The study authors note that while feeding, adult beetles become more difficult to spot simply by eating holes in leaves in a very specific way. They created multiple holes of relatively equal size, proportional to their body. “The presence of burrows makes visual search for predators more difficult,” the researchers note, giving the industrious beetle a chance to escape when an attack is imminent.

3. A bee-like robber fly

Who is the bee and who is the fly disguised as a bee? (Credit: Paul Reeves Photography/Shutterstock)

Also known as killer flies, robber flies are spectacular predators. They are fast and deadly, capable of catching and killing prey much larger than themselves. They can also do their dirty work in flight, which requires an impressive degree of speed and skill. Although they do not hunt as large prey as humans, they are more than capable of impressing one. If you get in the way of a robber fly, it can bite you and hurt you—flies produce toxic saliva that you’ll definitely feel once they inject it into you. On the other hand, saliva won’t paralyze you or dissolve your insides like it does with insects, so consider yourself lucky.

There are nearly 7,000 different species of robber flies in the world – about 1,000 in North America alone. And while they have all perfected at least the art of killing a few kinds of robber flies have also done a masterful job of adapting to mimic the coloration, stripes, and appearance of the bees and wasps they eat. This adaptation is a two-for-one deal: a wolf’s disguise in sheep’s clothing allows them to hunt near hives and blend in with their prey. Meanwhile, assuming the appearance of a bee or wasp is a great visual bluff to ward off the fly’s predators.

4. Mantis

A praying mantis that plays like an orchid. (Credit: Jamikorn Sooktaramorn)

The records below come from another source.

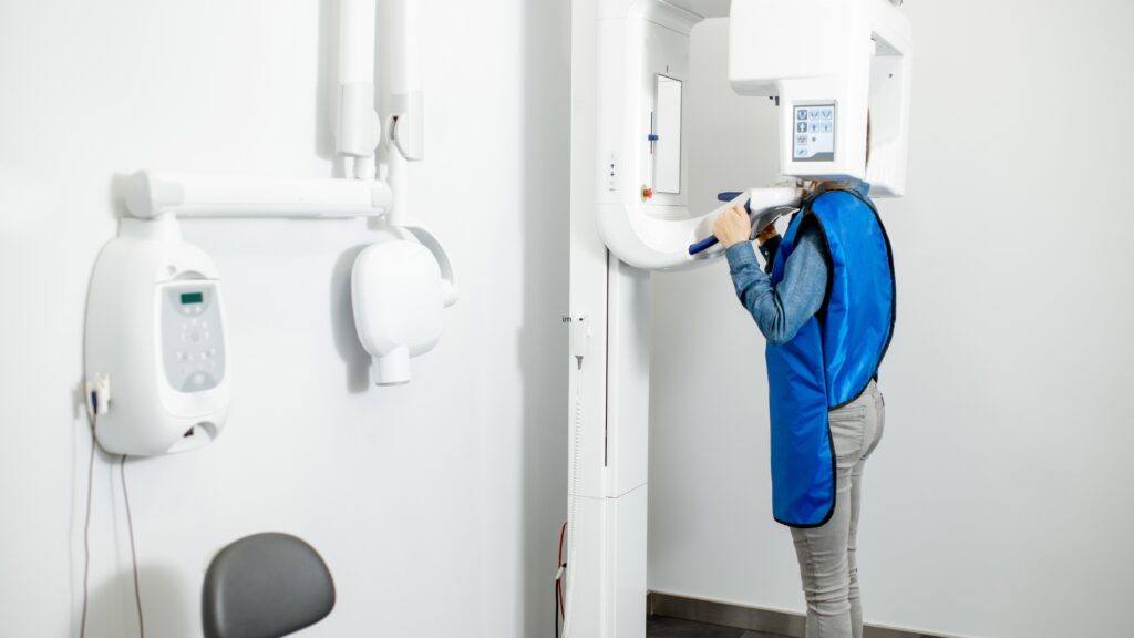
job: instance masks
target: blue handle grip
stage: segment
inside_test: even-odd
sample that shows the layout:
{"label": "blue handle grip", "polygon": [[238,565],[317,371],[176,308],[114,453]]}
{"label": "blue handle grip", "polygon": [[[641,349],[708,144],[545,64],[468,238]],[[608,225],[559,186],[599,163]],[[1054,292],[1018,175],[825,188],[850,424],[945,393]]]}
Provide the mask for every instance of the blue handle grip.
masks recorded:
{"label": "blue handle grip", "polygon": [[[717,193],[717,201],[718,202],[730,202],[730,201],[735,200],[736,198],[739,198],[744,193],[738,192],[738,191],[726,191],[723,193]],[[748,215],[752,215],[752,207],[748,205],[751,203],[752,203],[751,200],[747,201],[747,202],[744,202],[744,211],[747,212]],[[704,240],[701,240],[700,242],[689,245],[689,255],[701,254],[704,251],[706,251],[706,250],[709,250],[709,249],[711,249],[711,247],[713,247],[716,245],[717,245],[717,236],[716,235],[709,235]]]}

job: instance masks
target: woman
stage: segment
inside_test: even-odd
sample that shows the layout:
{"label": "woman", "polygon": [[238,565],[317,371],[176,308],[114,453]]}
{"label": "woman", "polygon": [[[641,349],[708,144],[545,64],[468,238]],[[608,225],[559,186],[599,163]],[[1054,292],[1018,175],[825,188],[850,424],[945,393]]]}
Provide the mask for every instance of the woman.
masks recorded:
{"label": "woman", "polygon": [[772,510],[792,528],[807,599],[807,638],[861,638],[855,560],[862,470],[882,437],[878,368],[895,318],[881,219],[852,179],[822,183],[784,238],[756,237],[743,209],[713,225],[741,302],[768,339]]}

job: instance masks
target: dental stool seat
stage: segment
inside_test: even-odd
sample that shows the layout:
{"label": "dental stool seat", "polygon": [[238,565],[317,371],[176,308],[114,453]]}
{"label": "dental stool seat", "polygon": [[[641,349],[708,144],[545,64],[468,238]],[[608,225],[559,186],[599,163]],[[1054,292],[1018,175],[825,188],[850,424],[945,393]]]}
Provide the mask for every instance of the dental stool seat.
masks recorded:
{"label": "dental stool seat", "polygon": [[209,564],[201,615],[205,638],[279,638],[335,608],[327,563],[302,539],[256,534],[221,549]]}

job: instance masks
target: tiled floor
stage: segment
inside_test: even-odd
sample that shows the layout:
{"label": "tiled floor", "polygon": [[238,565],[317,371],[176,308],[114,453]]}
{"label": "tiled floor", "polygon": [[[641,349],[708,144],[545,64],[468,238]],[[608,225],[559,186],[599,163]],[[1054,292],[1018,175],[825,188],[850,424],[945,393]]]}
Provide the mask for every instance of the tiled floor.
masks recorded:
{"label": "tiled floor", "polygon": [[661,616],[646,619],[645,635],[646,638],[781,638],[771,633],[759,633],[716,624],[700,624]]}

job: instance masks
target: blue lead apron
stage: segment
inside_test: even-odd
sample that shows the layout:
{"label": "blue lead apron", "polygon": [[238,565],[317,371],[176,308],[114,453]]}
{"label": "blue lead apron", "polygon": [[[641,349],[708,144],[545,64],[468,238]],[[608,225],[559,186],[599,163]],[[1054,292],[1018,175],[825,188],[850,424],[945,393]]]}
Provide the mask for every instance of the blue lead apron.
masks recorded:
{"label": "blue lead apron", "polygon": [[874,205],[844,188],[806,202],[772,261],[772,284],[799,228],[818,224],[829,278],[820,311],[793,339],[769,344],[772,512],[796,528],[820,527],[835,513],[835,450],[828,413],[857,398],[886,356],[894,334],[896,287],[886,228]]}

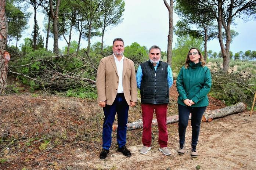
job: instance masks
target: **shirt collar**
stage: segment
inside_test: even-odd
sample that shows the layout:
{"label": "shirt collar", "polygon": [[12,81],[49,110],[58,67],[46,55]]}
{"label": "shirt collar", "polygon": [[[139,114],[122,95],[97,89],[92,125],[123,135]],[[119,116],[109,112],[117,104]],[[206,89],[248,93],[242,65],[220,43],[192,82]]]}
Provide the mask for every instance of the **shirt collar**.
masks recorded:
{"label": "shirt collar", "polygon": [[120,61],[118,61],[118,59],[116,57],[115,55],[115,54],[114,54],[114,53],[113,53],[113,55],[114,56],[114,58],[115,58],[115,60],[116,61],[117,61],[118,62],[121,62],[123,60],[123,56],[122,56],[122,58],[121,59],[121,60]]}
{"label": "shirt collar", "polygon": [[151,64],[153,65],[153,66],[154,66],[154,67],[157,67],[158,66],[158,64],[159,64],[159,62],[160,62],[160,60],[158,61],[158,62],[156,63],[156,65],[155,66],[154,66],[154,65],[153,64],[153,63],[150,61],[150,60],[149,60],[149,62],[150,62],[150,63],[151,63]]}

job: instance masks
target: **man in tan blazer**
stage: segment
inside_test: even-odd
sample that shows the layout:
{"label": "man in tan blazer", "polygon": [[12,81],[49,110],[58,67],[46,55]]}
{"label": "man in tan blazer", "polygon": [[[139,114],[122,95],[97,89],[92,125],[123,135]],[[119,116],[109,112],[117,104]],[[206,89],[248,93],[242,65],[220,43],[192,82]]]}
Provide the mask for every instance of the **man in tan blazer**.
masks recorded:
{"label": "man in tan blazer", "polygon": [[102,130],[101,159],[105,159],[111,143],[112,126],[117,112],[116,138],[118,151],[127,156],[131,152],[126,148],[126,124],[129,106],[137,101],[137,91],[133,62],[123,56],[124,43],[118,38],[113,42],[113,54],[102,58],[97,73],[96,85],[99,105],[103,108],[105,118]]}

Like the cane, the mantis is another hall of famer in the annals of insect camouflage. You’ll find more than 2,000 different species of praying mantises around the world, and most of them have evolved coloration that helps them blend in perfectly with their surroundings.

Read more: For the first time, a praying mantis was caught fishing

But some species of praying mantis camouflage themselves a lot seriously. The so-called colorful praying mantises, for example, can physically resemble different types of flowers (such as orchids) and will sway in the breeze like a flower to complete the effect. They even can absorb UV light the way plants attract UV-sensitive insects. Other types of praying mantises can also look like twigs and even dead leaves.

In 2013, researchers in Peru they came across what they thought was a strange looking wasp. It was actually an orange-red praying mantis – before unknown species — which apparently imitates not only the color and shape of the wasp, but also copies the typical movements of the wasp. Talk about commitment to the role.

5. Hummingbird Moth

(Credit: aabeele/Shutterstock)

As impressive as the ability to imitate sticks, leaves or other bugs with startling accuracy is, some insects play the imitation game at championship levels by mimicking other animals, including reptiles and birds. A few caterpillars, for example, can look oddly like a dangerous snake — right down to a fake punch — when threatened.

But if mimicry were an Olympic event, all the gold medals would belong to moths. A number of moth species are known to mimic everything from spiders and wasps to frogs and owls – yes, owls. As impressive as this is, our favorite of the moth imitators is the charmer hummingbird moth.

As the name suggests, moths look and even move like hummingbirds, right down to their distinctive flight form. Like the birds they resemble, these moths enjoy nectar, which they drink through their long snouts. They are also good pollinators and it is useful to have them around your flower beds. In fact, you could have hummingbird moths in your garden right now, hiding in plain sight, like the masters of disguise that they and so many other insects are.